I suspect that a Republican government will try to find some way to keep the revenue stream without keeping the benefit. That is what they do. A tax on the working class with an upper ceiling is a Republican’s wet dream.


By the way, I’m not averse to the idea that the independence of pension funds should go two ways. The rate at which employers and employees contribute to the fund should be wisely and carefully crafted, and the benefits received should also be wisely and carefully crafted and the brains should carefully establish the correct rates and then it should all be locked in.

That means that if inflation eats away at the value of those pensions, the price of security is that they will not be adjusted beyond the rate fixed in the original agreement. That means it could be adjusted, but only if the possibility of it was factored into the original terms of the plan, including the potential costs.

That means, yes, some pensioners might be disadvantaged by high inflation at some point– but I don’t think that’s an unreasonable price to pay for real security. (I’m not going to go into it here, but people then also should be aware of the government using inflation as a tool to reduce the real cost of their obligations.)

Yeah, it’s complicated.

Pension Fraud

Public schoolteachers in Illinois do not participate in Social Security, and their pension fund is in precarious shape. Last year the fund reported having just 48 cents for every dollar of benefits it had promised, largely because the state had failed to pay the required amount of money into it for many years. NY Times, November 5, 2011

So Anthony Wiener has to resign his seat in Congress because he hit on a few women he was not married to. So Herman Cain is toast because of 15-year-old allegations. So Eliot Spitzer is out because of a call girl. Did any of these gentlemen hurt anybody as much as the state government of Illinois has hurt its public school teachers? So Obama wears a flag pin in his lapel and the Republican candidates reverently clasp their hands to their hearts during the singing of the national anthem. So Kim Kardasian got divorced after 81 days of marriage.

It’s not even close. Not even in the same universe. How different is your life going to be if you are going to get half of the pension you expected, and which you paid for? How different is your life because Anthony Wiener tweeted a picture of his underwear?

Yet Americans screamed and jumped and screeched and wailed until Anthony Wiener resigned. Yet the government of Illinois continues along blissfully oblivious to the slightest opprobrium.

Rick Perry is half right in the way that only a half-wit can be: it’s a ponzi scheme in the sense that you start paying for it at the beginning for those who are retiring at that time, and then, when you retire, you collect… So, in theory, if the taxpayers decided to stop paying into at a certain point in time, you get what happens with a ponzi scheme: the money runs out.

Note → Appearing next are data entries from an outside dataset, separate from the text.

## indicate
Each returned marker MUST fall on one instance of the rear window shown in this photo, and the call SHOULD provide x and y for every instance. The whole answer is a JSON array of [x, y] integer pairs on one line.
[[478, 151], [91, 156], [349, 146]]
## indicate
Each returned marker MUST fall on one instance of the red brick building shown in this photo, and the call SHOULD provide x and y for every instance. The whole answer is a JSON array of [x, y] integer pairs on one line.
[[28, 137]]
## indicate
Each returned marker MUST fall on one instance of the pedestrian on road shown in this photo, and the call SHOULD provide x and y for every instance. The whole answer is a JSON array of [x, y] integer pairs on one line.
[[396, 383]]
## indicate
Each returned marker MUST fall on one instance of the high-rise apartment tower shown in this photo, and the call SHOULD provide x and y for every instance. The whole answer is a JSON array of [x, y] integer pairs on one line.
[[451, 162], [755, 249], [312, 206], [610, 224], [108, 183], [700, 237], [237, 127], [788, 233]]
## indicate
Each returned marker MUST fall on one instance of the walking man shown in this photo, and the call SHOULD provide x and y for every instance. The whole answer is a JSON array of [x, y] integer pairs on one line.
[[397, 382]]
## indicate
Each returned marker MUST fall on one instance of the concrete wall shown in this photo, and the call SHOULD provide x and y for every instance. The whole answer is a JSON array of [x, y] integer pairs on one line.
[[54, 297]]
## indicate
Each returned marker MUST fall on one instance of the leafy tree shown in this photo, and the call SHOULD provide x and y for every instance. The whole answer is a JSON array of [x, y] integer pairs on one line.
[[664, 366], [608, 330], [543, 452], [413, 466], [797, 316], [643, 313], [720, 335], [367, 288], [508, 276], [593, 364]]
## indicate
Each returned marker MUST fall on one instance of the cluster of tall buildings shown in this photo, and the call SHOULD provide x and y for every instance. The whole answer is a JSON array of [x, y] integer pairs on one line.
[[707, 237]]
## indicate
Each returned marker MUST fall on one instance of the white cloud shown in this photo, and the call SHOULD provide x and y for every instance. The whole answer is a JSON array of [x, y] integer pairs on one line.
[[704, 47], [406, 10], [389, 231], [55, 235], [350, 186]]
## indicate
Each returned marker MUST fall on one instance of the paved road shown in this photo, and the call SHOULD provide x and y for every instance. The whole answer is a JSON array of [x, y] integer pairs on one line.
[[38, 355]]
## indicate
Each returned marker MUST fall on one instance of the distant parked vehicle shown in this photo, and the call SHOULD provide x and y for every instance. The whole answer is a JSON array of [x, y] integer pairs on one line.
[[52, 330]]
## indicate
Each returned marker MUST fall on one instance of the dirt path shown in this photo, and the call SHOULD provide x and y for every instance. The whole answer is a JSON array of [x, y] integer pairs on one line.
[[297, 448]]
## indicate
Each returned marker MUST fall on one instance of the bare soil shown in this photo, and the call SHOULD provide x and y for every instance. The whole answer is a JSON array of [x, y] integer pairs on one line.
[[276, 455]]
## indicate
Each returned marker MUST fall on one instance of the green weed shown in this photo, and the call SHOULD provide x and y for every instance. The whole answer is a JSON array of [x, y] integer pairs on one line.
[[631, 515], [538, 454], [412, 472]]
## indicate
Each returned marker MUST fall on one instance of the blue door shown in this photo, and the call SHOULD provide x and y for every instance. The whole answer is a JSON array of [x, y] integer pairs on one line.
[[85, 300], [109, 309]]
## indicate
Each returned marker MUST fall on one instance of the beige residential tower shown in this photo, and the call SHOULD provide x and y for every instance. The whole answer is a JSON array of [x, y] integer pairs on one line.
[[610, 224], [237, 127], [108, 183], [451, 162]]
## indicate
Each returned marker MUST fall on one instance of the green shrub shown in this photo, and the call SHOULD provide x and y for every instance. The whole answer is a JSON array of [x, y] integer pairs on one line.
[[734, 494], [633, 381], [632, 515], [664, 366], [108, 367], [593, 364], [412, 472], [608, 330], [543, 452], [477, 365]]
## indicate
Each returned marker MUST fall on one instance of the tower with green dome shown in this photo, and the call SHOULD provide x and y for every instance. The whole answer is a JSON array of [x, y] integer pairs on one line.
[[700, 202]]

So, if you think we will run out of taxpayers in the future, vote for Rick Perry and he’ll do his best to get rid of Social Security. Then everyone can just put some money aside every year, year after year, so that when they retire, they will have a few hundred thousand dollars in the bank.

Uh huh.

There is nothing fiscally unsound about social security and it would take the collapse of our entire economy to make it fail. Or the massive stupidity of a lot of of legislators and the shenanigans of investment brokers and managers.